The last snowstorm knocked out her power for a week.
"We take it very seriously," said Thomas, a fine arts photographer. "We'll probably be snowed in until Thursday."
John Lee, a graphic designer who lives in Mill Creek north of Seattle, decided to work from home Tuesday when he looked out his window and saw several inches of snow on the ground and more falling.
"Snow is beautiful to look at but it's kind of a hindrance for us to work and commute," said Lee, 23, who works in Seattle. "This is the first snow we've seen all season, so it's a bit exciting in that way. I hope it doesn't escalate to something bigger."

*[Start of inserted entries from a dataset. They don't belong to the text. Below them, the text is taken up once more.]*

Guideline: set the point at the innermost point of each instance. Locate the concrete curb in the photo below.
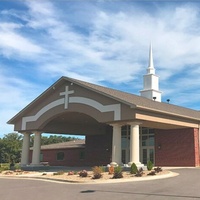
(96, 181)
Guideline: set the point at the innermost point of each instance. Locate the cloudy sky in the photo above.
(103, 42)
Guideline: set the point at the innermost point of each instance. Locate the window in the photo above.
(82, 155)
(60, 156)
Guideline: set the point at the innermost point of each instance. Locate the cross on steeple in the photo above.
(66, 93)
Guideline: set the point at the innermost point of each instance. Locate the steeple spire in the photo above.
(150, 69)
(151, 81)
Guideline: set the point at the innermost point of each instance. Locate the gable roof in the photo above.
(134, 101)
(141, 102)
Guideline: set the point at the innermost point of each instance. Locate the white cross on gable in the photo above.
(66, 93)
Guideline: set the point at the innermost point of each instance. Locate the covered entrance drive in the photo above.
(113, 122)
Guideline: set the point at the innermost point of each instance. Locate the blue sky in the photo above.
(103, 42)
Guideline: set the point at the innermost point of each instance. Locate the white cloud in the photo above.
(51, 39)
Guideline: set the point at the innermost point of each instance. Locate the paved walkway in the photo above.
(185, 186)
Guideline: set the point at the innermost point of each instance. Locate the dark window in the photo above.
(82, 155)
(60, 156)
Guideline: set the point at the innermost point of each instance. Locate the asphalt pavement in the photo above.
(185, 186)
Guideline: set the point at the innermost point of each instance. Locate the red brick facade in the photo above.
(178, 147)
(97, 151)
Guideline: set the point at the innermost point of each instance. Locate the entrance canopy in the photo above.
(75, 107)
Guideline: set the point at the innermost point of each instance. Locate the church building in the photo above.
(119, 127)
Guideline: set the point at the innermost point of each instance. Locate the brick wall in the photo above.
(97, 151)
(178, 147)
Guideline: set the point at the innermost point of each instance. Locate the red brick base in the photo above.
(177, 147)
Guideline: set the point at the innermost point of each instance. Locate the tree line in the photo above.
(11, 145)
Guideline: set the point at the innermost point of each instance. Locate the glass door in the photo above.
(147, 145)
(147, 154)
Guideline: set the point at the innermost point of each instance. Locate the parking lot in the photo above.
(184, 186)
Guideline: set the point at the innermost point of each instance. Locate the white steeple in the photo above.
(150, 69)
(151, 81)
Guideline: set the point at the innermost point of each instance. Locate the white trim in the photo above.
(116, 108)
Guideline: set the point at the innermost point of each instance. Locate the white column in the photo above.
(36, 149)
(116, 145)
(135, 145)
(25, 149)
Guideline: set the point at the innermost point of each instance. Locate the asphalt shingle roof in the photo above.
(140, 102)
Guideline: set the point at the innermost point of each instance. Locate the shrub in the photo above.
(58, 173)
(83, 173)
(158, 169)
(149, 165)
(97, 172)
(139, 172)
(111, 170)
(71, 173)
(118, 172)
(134, 169)
(152, 173)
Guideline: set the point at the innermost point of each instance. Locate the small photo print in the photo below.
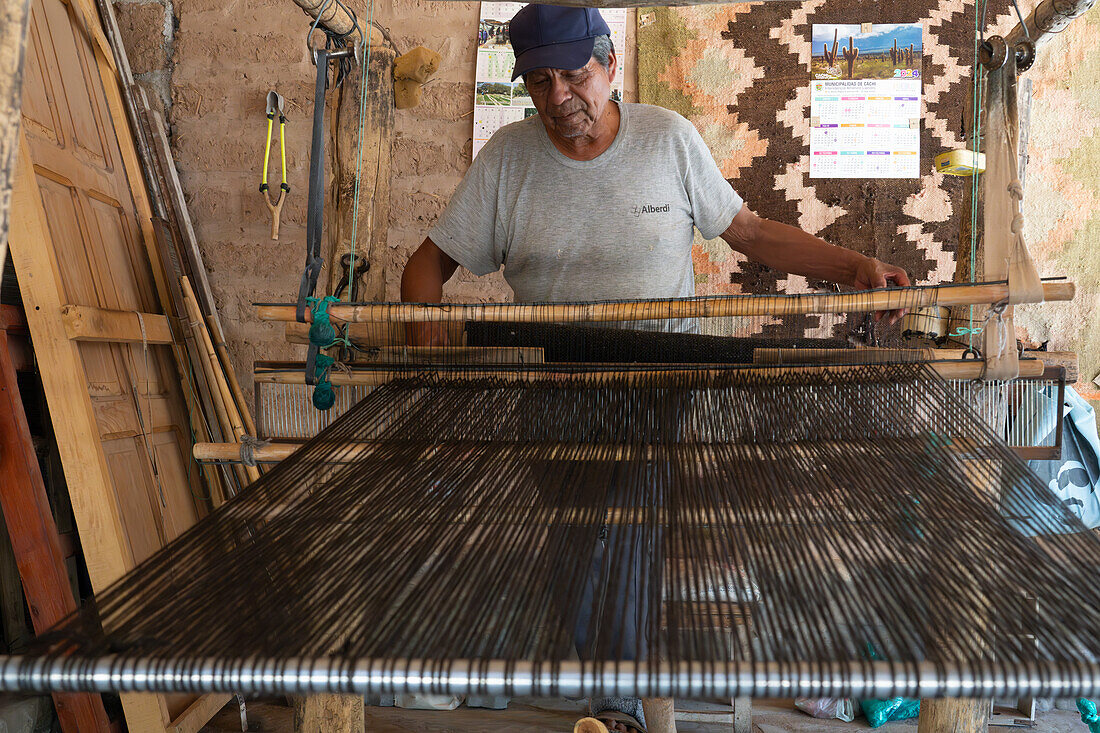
(493, 34)
(494, 94)
(889, 51)
(519, 95)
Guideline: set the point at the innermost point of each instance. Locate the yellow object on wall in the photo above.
(960, 162)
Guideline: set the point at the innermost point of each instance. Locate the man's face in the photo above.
(571, 101)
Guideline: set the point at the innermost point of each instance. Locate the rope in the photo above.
(976, 108)
(359, 156)
(1089, 717)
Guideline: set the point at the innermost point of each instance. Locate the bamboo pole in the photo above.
(707, 307)
(223, 403)
(591, 373)
(1048, 18)
(227, 368)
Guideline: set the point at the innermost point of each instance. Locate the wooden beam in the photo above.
(628, 3)
(91, 324)
(660, 714)
(703, 307)
(771, 356)
(14, 18)
(329, 713)
(107, 551)
(199, 713)
(954, 715)
(1049, 17)
(34, 539)
(949, 370)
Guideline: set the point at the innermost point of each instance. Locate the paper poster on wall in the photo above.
(865, 100)
(497, 99)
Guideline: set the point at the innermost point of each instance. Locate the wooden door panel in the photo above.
(139, 501)
(68, 47)
(113, 256)
(84, 243)
(172, 459)
(67, 234)
(116, 416)
(39, 110)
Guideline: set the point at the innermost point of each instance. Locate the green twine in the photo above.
(976, 110)
(1089, 717)
(322, 334)
(323, 395)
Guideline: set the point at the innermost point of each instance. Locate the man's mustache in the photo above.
(565, 111)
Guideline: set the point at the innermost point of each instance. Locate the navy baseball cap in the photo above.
(551, 36)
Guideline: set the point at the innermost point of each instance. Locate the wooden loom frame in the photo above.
(1054, 14)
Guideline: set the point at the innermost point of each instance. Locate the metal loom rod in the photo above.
(596, 373)
(699, 680)
(700, 307)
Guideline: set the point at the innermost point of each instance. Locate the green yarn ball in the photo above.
(322, 334)
(323, 396)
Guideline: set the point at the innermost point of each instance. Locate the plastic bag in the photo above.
(879, 712)
(827, 708)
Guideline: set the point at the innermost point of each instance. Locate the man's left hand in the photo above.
(871, 274)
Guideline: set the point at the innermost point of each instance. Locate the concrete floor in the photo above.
(539, 715)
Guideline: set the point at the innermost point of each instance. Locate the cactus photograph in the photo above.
(889, 51)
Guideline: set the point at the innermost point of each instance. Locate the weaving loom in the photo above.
(438, 536)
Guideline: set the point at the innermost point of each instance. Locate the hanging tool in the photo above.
(343, 59)
(275, 107)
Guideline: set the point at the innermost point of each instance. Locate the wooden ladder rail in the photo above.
(31, 527)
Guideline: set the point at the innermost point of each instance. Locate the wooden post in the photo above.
(373, 210)
(14, 15)
(948, 715)
(33, 534)
(660, 714)
(329, 713)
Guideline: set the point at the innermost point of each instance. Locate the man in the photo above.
(595, 199)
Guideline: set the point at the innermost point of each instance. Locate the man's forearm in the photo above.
(792, 250)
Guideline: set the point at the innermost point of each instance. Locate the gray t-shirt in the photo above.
(616, 227)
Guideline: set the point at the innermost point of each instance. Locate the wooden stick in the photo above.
(948, 370)
(91, 324)
(369, 336)
(230, 372)
(14, 18)
(34, 537)
(749, 305)
(404, 354)
(223, 401)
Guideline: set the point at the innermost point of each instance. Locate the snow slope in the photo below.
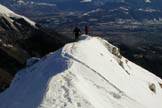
(4, 11)
(89, 73)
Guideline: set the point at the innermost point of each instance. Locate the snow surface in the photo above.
(7, 12)
(89, 73)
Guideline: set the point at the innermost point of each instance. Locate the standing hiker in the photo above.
(86, 29)
(76, 32)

The weather service issued a winter storm warning from Tuesday night to Wednesday night for much of Western Washington. A storm warning was also issued for much of eastern Washington from early Wednesday to Thursday night.
Snow from the new storm was expected to start falling first on the Washington coast, where conditions will also be windy.

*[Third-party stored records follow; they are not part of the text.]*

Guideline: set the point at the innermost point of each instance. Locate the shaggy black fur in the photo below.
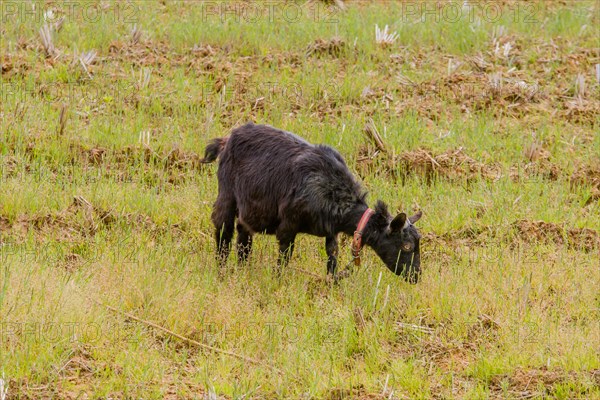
(275, 182)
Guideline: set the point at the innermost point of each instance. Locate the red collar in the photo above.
(357, 239)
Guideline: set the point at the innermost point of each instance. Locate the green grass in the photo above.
(499, 313)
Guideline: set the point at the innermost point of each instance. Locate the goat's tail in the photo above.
(214, 148)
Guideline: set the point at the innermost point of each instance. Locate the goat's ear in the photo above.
(381, 209)
(415, 217)
(398, 222)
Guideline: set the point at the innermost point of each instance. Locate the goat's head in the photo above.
(396, 242)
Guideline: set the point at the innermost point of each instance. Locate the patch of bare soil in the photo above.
(546, 232)
(172, 160)
(588, 175)
(528, 383)
(357, 392)
(142, 53)
(80, 220)
(333, 47)
(453, 165)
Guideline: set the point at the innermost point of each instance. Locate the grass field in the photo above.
(489, 114)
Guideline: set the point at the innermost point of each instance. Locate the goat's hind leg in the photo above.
(286, 249)
(244, 243)
(223, 218)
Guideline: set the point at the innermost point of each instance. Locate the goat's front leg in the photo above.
(286, 249)
(244, 243)
(331, 247)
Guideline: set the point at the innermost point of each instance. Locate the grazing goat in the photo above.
(275, 182)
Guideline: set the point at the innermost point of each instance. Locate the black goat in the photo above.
(275, 182)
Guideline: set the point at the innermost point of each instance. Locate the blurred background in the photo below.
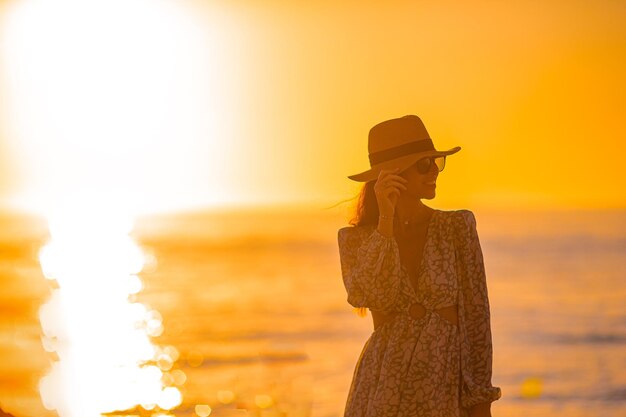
(173, 176)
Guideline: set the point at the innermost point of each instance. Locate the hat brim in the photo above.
(402, 163)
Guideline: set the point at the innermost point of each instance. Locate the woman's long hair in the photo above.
(366, 211)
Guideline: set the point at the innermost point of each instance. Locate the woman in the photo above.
(420, 272)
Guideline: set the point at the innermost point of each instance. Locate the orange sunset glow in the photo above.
(173, 175)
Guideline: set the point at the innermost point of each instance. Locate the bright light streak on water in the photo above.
(102, 340)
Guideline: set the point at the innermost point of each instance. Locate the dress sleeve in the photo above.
(476, 349)
(370, 266)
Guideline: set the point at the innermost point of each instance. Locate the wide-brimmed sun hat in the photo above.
(398, 143)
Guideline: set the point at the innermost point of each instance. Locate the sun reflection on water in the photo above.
(98, 336)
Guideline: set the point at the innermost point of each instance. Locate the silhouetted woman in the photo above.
(420, 272)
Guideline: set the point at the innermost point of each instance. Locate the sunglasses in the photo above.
(424, 164)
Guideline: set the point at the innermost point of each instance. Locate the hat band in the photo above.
(402, 150)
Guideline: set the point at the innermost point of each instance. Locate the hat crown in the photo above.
(396, 132)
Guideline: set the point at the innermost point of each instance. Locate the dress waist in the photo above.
(417, 311)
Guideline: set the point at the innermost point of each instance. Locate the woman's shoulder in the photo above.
(457, 215)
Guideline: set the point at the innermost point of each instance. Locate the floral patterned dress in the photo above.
(426, 365)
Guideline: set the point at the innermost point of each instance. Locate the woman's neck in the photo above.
(411, 210)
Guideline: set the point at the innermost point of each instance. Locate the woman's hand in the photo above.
(481, 410)
(387, 189)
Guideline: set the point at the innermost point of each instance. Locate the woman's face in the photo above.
(420, 185)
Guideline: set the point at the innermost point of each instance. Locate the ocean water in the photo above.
(254, 304)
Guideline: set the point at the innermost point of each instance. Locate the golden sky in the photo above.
(271, 102)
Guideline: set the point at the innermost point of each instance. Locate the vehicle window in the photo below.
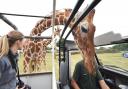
(114, 56)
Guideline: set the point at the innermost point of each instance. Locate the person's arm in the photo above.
(101, 81)
(74, 84)
(103, 85)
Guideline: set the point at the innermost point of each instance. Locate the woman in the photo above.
(83, 80)
(9, 45)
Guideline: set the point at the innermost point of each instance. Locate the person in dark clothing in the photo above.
(83, 80)
(9, 45)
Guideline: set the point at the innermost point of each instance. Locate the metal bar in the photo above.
(24, 15)
(77, 6)
(54, 86)
(8, 22)
(87, 10)
(38, 37)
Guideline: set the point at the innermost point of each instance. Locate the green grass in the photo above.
(105, 58)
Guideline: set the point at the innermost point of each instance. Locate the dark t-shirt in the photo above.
(83, 79)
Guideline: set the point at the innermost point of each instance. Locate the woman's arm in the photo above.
(74, 84)
(103, 85)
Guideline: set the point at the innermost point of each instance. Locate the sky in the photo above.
(111, 15)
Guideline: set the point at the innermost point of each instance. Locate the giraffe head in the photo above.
(83, 36)
(85, 30)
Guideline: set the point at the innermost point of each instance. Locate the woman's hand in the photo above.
(20, 88)
(103, 85)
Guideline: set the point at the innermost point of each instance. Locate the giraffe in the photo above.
(83, 36)
(41, 26)
(35, 53)
(82, 39)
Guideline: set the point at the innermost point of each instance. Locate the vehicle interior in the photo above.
(114, 71)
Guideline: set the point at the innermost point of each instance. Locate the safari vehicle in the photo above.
(109, 60)
(34, 80)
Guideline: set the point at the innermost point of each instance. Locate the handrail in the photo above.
(8, 22)
(24, 15)
(87, 10)
(76, 8)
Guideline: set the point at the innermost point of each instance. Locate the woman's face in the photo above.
(20, 44)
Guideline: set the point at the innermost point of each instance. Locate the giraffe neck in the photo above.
(44, 24)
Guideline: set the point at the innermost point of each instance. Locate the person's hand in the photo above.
(103, 85)
(20, 88)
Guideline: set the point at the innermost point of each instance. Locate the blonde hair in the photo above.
(8, 40)
(4, 46)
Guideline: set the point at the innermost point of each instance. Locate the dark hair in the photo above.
(8, 40)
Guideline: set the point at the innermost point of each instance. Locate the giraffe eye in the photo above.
(84, 29)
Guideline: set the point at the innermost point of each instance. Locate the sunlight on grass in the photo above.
(105, 58)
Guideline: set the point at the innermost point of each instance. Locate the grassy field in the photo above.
(106, 59)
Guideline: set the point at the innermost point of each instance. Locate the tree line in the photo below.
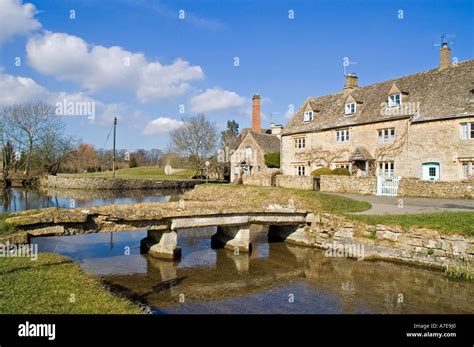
(34, 142)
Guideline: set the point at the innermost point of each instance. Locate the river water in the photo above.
(274, 278)
(18, 199)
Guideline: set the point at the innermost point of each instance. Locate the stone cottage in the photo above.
(419, 126)
(248, 158)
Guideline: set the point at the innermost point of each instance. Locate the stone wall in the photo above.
(295, 182)
(420, 188)
(116, 183)
(349, 184)
(264, 180)
(418, 246)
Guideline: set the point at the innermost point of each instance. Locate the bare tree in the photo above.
(53, 150)
(27, 124)
(195, 139)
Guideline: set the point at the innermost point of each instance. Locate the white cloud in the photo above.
(70, 58)
(216, 99)
(16, 19)
(161, 125)
(17, 89)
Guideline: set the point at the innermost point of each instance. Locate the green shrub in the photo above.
(321, 171)
(272, 159)
(341, 171)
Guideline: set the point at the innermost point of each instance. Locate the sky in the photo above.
(153, 63)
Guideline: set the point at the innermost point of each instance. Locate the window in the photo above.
(300, 142)
(300, 170)
(467, 131)
(394, 100)
(467, 169)
(342, 135)
(343, 166)
(387, 168)
(308, 116)
(350, 108)
(248, 151)
(386, 135)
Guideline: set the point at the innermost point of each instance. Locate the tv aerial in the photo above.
(445, 40)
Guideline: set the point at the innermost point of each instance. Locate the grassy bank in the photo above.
(448, 222)
(5, 228)
(54, 284)
(144, 172)
(261, 197)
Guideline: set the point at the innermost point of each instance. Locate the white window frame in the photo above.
(350, 108)
(300, 142)
(392, 100)
(469, 165)
(466, 130)
(342, 135)
(386, 135)
(386, 168)
(299, 170)
(308, 116)
(248, 151)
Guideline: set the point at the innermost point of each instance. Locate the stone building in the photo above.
(248, 158)
(419, 126)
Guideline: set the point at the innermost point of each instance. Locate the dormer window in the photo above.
(394, 100)
(350, 108)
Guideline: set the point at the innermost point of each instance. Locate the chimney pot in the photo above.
(256, 113)
(444, 56)
(351, 82)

Forecasters predicted that about 6 inches of snow could fall on Spokane by Wednesday with several more inches falling Thursday. The Pullman area could see as much as 12 inches of new snow by Wednesday night.
Washington state troopers advised motorists to plan ahead and be prepared.
"The No. 1 thing is to drive for the road conditions," Trooper Keith Leary said. "People need to slow down, take their time. If they're not prepared, don't get out on the roadways."
In Oregon, log trucks spun out on ice, school districts closed bus routes and colleges cancelled early classes. The amount of actual snowfall varied across the state, but traffic accidents and clogged roadways were the norm across a northern strip of the state that extended from the coast to the Cascades and included the northern lowlands in the Willamette Valley.
Snow has steadily been falling in Olympia since Sunday, and large snowflakes continued to fall Tuesday with several inches on the ground at the Capitol.
In Portland, the city was still stinging from the fallout of a 2008 winter snowstorm that caused major traffic backups and public transportation delays.
This year, the city's Bureau of Transportation spread a de-icing solution over major roadways. The solution, calcium magnesium acetate, is considered less toxic and non-corrosive.
Portland does not use rock salt to prevent ice.
"We're not expecting huge accumulations of snow," said Bureau of Transportation spokeswoman Cheryl Kuck. "But we're ready for anything."
Snow on Tuesday canceled or delayed classes in many school districts in the region. Seattle Public Schools, the state's largest school district, closed schools two hours early on Tuesday.
AP Writer Rachel La Corte in Olympia and Donna Blankinship in Seattle contributed to this report.